A Talia, au début du projet, les hommes du village s’opposaient à l’idée que leurs femmes travaillent avec les déchets. Leur jugement a évolué lorsqu’il ont compris que c’était un important soutien financier et que cela avait un impact positif sur le village et sur leurs activités de pêche. En effet, une partie des déchets collectés le sont sur la plage ou en mer, lorsque des bateaux sont disponibles pour les femmes. Ainsi les pêcheurs de la zone ont vu la différence : ils pêchent plus de poissons qu’avant et remontent moins de plastiques dans leurs filets.

Talia est actuellement l’un des villages les plus indépendants pour la collecte et la revente des déchets. La raison de cette réussite est probablement lié à l’engagement de ces femmes. D’autres villages nécessitent un suivi beaucoup plus régulier et ont du mal à se départir de NEI pour les aspects logistiques.

Actuellement, Naturevolution réalise des démarches afin que le village de Talia et d’autres villages côtiers alentours puissent avoir un bâtiment pour stocker leurs déchets et des petits bateaux pour aller collecter plus de déchets en mer.

Des bank sampah pas comme les autres

A la bank sampah du village de Watuwatu, un marché aux déchets est tenu une fois par semaine. Ainsi la bank sampah rachète les déchets aux habitants des quartiers/villages alentours puis les revend aux intermédiaires.

Avec un aspect plus collectif, le village de Umpungeng-Lalodati utilise l’argent de la vente pour payer l’électricité du village.

  • Sampah goes to school / to university

Mais les bank sampah ne se déploient pas seulement dans les villages, les institutions scolaires sont aussi sollicitées. Chaque sensibilisation est l’occasion de proposer la mise en place d‘une bank sampah afin d’apporter une solution concrète en plus du discours de prévention.

Elles sont aussi parfois l’occasion d’inventer de nouveaux modèles économiques et sociaux.

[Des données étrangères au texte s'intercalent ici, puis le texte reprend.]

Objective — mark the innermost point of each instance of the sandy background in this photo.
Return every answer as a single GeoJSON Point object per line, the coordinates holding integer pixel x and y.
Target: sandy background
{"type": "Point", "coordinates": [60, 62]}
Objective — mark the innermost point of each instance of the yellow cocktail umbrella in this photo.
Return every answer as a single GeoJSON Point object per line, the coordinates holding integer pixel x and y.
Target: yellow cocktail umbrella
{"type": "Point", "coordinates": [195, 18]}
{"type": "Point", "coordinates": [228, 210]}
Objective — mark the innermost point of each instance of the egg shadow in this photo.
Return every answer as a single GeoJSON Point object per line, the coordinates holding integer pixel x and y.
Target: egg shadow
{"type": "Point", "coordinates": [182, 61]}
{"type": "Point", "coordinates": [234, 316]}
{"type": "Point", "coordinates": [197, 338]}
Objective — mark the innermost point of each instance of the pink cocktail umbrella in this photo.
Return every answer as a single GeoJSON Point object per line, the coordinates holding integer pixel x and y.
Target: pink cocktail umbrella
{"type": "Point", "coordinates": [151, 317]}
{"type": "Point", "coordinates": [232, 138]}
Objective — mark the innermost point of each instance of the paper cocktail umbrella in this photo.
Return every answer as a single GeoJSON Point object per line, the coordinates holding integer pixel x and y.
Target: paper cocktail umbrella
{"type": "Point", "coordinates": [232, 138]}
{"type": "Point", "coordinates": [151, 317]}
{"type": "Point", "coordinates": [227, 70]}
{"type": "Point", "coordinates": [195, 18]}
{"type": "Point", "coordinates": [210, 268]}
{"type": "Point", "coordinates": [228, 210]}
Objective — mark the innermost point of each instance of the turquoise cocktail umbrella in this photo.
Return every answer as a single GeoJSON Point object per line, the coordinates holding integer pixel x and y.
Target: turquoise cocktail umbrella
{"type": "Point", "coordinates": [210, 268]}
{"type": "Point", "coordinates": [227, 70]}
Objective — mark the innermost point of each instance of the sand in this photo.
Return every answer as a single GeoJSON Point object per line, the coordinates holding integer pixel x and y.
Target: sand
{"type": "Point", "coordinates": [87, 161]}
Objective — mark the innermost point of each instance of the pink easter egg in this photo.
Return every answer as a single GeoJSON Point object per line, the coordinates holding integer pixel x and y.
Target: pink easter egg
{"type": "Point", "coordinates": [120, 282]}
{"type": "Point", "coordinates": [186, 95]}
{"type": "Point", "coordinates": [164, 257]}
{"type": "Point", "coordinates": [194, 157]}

Ainsi, une école privée de Kendari (Al Mahabbah Islamic School) permet aujourd’hui aux élèves de payer leur frais de scolarité en apportant des déchets. Plusieurs élèves en sont déjà bénéficiaires.

De plus, deux facultés de Kendari (universités UHO et IAIN) possèdent des bank sampah gérées par les étudiants. L’une d’entre elle (IAIN) permet aux étudiants de laisser l’argent des déchets à un fond commun qui sert à aider les étudiants les plus en difficultés. Les étudiants ont aussi accès à un prêt à taux zéro qu’ils peuvent rembourser avec les déchets.

  • Sampah goes to office

Plusieurs offices gouvernementaux de la ville de Kendari ont créé des bank sampah. A l’Office de l’Environnement et des Forêts (DLHK), les employés peuvent choisir d’acheter de la nourriture avec l’argent des déchets ou d’avoir un complément de revenu. Un des objectifs de NEI serait d’étendre ce système aux communautés villageoises en développant des coopératives dans lesquelles les déchets seraient troqués contre de la nourriture à des prix concurrentiels de ceux du commerce. En 2023, il y a eu plus de 200 collectes de NEI dans les villages, une cinquantaine dans les offices gouvernementaux et une quinzaine dans les écoles et universités.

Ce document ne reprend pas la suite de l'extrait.